I don't think the "my body, my decision" argument holds any weight, because it's not "your body". Ignoring whether or not it's "alive", it has it's own DNA. It's not "your body". If it was "your body", then it would share your DNA. It's a mix of your genetic information and the genetic information from someone else.
The bacteria and viruses who live inside you have their own DNA. They are not part of your body.
Do you feel you have a right to take antibiotics, have a shower or brush your teeth, despite the fact doing so will end astronomical numbers of lives? Is it really your body?
I'm not religious, but life beginning at conception remains the only clear answer to the question of "where does life begin".
Do we need a clear answer?
See, what bothers me about that question is that it's a metaphysical question disguised as a scientific question. Life as a biological concept is a set of metabolic processes which occur within cells. Those cells, however, don't care about the body they are part of. They don't have intelligence or purpose. Our lives as multicellular organisms aren't a single biological process but rather the cumulative action of trillions of cells. Those cells themselves are also constantly dying and being replaced. We continue to exist because we aren't actually those cells, we are a pattern created from the interaction between them.
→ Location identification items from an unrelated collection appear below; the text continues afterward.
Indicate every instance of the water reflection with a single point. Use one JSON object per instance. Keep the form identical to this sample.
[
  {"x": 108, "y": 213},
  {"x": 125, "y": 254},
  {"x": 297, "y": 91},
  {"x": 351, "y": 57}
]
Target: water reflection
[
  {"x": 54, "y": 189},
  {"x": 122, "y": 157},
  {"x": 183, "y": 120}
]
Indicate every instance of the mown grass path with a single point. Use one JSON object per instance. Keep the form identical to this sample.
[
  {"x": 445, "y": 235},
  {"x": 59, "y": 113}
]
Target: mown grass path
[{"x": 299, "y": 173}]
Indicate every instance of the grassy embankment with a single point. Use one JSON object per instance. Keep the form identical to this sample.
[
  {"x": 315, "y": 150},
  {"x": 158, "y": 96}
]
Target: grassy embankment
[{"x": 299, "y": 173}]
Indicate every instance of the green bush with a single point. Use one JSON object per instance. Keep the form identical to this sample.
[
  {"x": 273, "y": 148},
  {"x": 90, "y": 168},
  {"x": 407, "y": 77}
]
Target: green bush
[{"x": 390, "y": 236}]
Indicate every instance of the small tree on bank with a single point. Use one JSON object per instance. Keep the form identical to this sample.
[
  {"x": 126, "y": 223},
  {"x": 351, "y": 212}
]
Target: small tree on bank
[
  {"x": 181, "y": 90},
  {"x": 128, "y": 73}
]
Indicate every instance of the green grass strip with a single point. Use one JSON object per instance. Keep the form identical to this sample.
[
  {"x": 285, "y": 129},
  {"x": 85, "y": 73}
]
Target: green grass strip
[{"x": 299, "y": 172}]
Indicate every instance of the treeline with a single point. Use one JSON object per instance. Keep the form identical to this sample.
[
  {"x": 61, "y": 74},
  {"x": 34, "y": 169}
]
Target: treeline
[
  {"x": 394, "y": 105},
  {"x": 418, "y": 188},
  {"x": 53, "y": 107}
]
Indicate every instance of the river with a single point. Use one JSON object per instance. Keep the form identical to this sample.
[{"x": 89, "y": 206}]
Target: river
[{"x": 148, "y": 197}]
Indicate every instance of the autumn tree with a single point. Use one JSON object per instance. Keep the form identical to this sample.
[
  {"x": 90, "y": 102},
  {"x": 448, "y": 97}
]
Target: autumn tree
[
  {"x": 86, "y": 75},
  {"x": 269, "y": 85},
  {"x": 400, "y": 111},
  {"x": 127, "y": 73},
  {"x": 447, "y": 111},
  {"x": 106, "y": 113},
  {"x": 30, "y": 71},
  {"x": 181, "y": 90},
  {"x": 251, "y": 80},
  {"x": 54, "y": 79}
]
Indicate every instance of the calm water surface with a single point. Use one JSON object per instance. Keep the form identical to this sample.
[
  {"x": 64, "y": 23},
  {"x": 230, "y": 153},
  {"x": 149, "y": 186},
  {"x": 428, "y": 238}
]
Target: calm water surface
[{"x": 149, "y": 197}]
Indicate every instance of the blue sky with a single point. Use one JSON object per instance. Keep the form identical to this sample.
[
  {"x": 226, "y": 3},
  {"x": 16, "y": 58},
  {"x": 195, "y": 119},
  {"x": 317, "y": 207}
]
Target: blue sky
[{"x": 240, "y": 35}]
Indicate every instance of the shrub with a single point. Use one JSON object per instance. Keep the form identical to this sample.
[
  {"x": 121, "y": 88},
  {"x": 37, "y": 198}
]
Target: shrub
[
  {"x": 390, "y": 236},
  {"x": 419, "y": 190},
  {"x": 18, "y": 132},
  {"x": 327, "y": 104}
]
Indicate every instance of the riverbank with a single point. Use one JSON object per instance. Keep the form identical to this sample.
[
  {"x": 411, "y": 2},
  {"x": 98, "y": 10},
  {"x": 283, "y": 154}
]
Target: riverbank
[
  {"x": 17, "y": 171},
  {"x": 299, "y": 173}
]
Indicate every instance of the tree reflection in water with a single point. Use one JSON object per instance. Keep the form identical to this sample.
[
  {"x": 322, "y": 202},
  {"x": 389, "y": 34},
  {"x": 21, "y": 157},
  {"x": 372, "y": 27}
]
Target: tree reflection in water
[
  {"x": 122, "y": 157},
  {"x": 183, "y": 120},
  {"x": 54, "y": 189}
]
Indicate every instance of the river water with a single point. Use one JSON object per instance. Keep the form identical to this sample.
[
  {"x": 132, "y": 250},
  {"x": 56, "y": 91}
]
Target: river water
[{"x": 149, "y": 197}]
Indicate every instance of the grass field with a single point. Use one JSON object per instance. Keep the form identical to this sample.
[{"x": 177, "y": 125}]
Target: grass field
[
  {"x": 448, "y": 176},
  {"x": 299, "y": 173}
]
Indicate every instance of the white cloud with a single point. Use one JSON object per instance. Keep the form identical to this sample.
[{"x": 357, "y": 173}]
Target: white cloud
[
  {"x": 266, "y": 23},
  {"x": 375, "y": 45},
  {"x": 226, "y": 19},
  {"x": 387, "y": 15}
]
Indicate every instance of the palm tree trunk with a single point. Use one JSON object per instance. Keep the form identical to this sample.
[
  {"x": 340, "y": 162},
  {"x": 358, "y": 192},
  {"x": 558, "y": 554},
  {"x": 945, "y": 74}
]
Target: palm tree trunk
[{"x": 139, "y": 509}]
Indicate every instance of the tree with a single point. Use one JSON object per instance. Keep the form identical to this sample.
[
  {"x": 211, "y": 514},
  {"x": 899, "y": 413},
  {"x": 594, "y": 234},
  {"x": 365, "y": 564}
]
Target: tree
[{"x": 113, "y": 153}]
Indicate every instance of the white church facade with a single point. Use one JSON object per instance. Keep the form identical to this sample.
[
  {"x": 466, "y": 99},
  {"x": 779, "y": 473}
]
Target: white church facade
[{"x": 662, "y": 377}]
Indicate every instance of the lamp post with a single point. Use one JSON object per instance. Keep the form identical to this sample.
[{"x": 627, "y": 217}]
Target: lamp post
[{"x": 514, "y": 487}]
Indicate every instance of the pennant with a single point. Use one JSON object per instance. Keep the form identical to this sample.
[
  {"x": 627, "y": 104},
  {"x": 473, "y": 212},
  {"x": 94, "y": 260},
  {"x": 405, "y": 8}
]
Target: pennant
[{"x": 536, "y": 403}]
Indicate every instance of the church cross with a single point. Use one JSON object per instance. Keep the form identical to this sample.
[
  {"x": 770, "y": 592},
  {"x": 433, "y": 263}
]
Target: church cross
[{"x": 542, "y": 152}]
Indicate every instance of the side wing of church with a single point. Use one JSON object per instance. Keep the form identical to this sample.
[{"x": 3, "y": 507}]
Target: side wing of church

A fertilized zygote is not more complex or made of different stuff than any of the skin cells you shed today. As that zygote divides and becomes a multicellular being, it slowly develops its own pattern. That emergence of a complex living thing from the simple behaviour of mindless cells is gradual and incremental, and there will never be a clear line where it "begins".
But that alone is not satisfying to us, because we're caught in this weird and immanent experience of actually
being a pattern that can think. So it makes sense that when we say life we don't mean the life of an individual cell, we mean life as the stable continuity of existence that we experience. If you believe that that continuity begins at conception, then that's cool, but again, it's a metaphysical claim. We can't actually know.